Both Mark and I work full day jobs too. Our morning starts at 5:30 AM with letting 10 week old Dharma out to pee but only after she is quiet in in her crate and the initial "Good Morning happy to see you" stops. Feed the cats, feed Dharma in her crate with the door open. She will not go all the way in-too smart for that. Give her water out of the crate. Let her out again, Go and have cuddle time in bed if I am lucky. Only I get shark attacked and she chews the sheets before settling down. Sometimes the cats will come up too and no one settles quietly. So I start my day- phone calls, laundry etc. Often I have to go to physiotherapy before work at 11:00 AM so I get stuff done and take Dharma for a walk and some play time before I leave for the day. Mark comes home most days at 4:00 PM unless he has physiotherapy. Dharma is in her crate for 3-4 hours a day and is only just getting being in the crate and not peeing. I give her a Kong with peanut butter(she only just started liking this). a dentastix and liver treats. She only whines for a few minutes. I think we have missed the signs too. Dharma has quite a vocabulary! I don't think we have helped her that way. But 3 weeks in it is coming. I am sure you will figure it out. I have to work at the crate training which is frustrating.


----------



## AmandaW (May 23, 2013)

Hearing all of your feedback is reassuring. Since this post, we've added towels back into the crate and even though we've come home at lunch or EOD to some wetness, we've also come home to dryness. You're all right in saying it's just a matter of time until his little bladder catches up. He's getting lots of praise for successes and corrections for missteps we catch (quick sweeps outside) . Knox loves Kongs with peanut butter and loves bullysticks even more.

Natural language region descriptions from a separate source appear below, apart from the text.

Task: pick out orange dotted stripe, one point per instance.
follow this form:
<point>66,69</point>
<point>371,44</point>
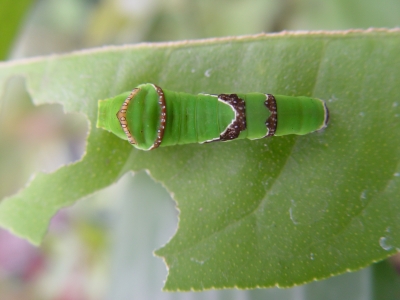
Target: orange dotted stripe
<point>272,121</point>
<point>121,115</point>
<point>163,117</point>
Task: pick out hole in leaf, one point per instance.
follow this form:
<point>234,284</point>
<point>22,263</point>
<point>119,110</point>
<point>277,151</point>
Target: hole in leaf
<point>35,138</point>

Thanks to all of you for sharing your stories, thoughts and confirming we're on the right track!


----------



## mrmra (Jul 18, 2013)

I cheat with my Piros -- he comes to work with me at my full time job. He's about 12 weeks old. He can make it 3 hours if he's napping, 4 if he's sleeping, and 2 if he's awake but not too bouncy, and less than 1 hour if he's been hard charging, tearing up everything in sight.

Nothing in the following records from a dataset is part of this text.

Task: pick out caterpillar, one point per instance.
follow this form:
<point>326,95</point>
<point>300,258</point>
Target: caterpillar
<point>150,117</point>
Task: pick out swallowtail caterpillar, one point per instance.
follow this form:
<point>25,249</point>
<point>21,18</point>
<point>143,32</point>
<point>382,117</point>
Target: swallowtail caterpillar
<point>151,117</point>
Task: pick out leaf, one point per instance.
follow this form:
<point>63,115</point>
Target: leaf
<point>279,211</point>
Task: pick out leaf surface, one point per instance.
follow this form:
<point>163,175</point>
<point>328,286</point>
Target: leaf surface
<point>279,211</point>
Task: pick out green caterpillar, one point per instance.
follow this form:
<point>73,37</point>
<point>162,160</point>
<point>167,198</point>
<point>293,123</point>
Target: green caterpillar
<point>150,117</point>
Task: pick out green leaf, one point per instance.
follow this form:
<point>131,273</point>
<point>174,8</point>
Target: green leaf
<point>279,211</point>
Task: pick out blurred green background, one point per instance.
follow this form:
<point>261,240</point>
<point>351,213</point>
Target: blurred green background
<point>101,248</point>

At work, I take him outside to pee every hour or two. Use mostly verbal praise, but have sporadically treated. He now "gets" that he should pee outside.

He started to pee for attention for awhile (always on a rug), but just ignored him or locked him in a room by himself for a couple minutes and that stopped.

He will delay pooping if he thinks I'm going to take him inside right after pooping.

Still struggling with crate training -- will stay in it overnight now so long as the door is cloth and not metal bars (e.g. throw a sleeping bag over it).

Anyway, just data points for you.

Cheers,
-mra-


I think it's just physiologically impossible for your pup to hold it 4.5 hours if he's at all awake in the crate. But hey! In another month the problems should start to subside, so long as he gets that it should be outside and not inside, right?


----------